もはや、樹齢を考えるのが馬鹿らしくなるくらい大きな木だった。

ダンジョンに自生する植物は様々だけど……これほどの巨木となると、思い当たるのはエルフが育てる世界樹しかない。


エルフ自体が希少種な上に、彼等が世界樹を育て始めるには条件がある。

一定以上の個体数の増加、または生息エリア面積に対する個体数の割合の上限突破という説も。そして、エルフはダンジョン内に自らの集落を作るのだが、その集落規模によりエルフの中から『オベロン』なる統治種が発生する。

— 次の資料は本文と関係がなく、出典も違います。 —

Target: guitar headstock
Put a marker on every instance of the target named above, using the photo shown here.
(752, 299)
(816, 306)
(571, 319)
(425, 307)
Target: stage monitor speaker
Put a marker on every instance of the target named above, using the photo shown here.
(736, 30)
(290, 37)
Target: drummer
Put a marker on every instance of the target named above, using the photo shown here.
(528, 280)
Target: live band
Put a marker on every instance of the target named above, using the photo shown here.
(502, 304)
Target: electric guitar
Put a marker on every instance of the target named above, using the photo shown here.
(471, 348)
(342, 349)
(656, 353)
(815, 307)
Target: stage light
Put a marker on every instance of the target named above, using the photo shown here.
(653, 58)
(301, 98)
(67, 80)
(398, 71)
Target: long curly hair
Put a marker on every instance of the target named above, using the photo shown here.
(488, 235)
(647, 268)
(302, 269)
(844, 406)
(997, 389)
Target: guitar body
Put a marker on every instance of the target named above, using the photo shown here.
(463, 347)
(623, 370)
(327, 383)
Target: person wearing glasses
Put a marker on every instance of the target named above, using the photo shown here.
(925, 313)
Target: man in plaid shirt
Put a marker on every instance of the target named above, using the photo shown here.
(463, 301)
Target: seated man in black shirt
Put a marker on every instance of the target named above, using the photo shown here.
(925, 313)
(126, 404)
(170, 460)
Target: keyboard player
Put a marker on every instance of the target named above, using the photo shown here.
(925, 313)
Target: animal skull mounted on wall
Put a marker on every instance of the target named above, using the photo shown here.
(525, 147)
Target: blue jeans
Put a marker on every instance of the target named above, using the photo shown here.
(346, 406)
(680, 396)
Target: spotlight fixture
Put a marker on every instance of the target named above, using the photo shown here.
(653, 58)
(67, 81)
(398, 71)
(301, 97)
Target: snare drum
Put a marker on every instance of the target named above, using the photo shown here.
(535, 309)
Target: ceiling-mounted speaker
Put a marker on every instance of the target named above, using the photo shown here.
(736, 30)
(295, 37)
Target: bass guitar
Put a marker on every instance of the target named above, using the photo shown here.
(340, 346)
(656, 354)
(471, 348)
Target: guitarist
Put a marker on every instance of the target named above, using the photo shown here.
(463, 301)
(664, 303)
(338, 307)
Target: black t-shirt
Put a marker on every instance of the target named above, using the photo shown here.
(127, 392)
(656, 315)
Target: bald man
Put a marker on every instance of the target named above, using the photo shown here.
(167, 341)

オベロンなんて、学会に共有された情報はデンマークで確認された一体だけ。

しかも、デンマーク政府が厳重に管理するシェラン島ロスキレ大聖堂の地下に広がる国有ダンジョンの中で目撃されたものだけだ。


「まさか……だと思うけど」


壁のような幹に触れながら、私は思わずここがダンジョンの中だと忘れそうになる。


オベロンは、唯一世界樹を育てることができるという。

世の中には、世界樹と名の付くアイテムがたくさん出回っているけど、それは世界樹にあやかってつけられただけのもの……。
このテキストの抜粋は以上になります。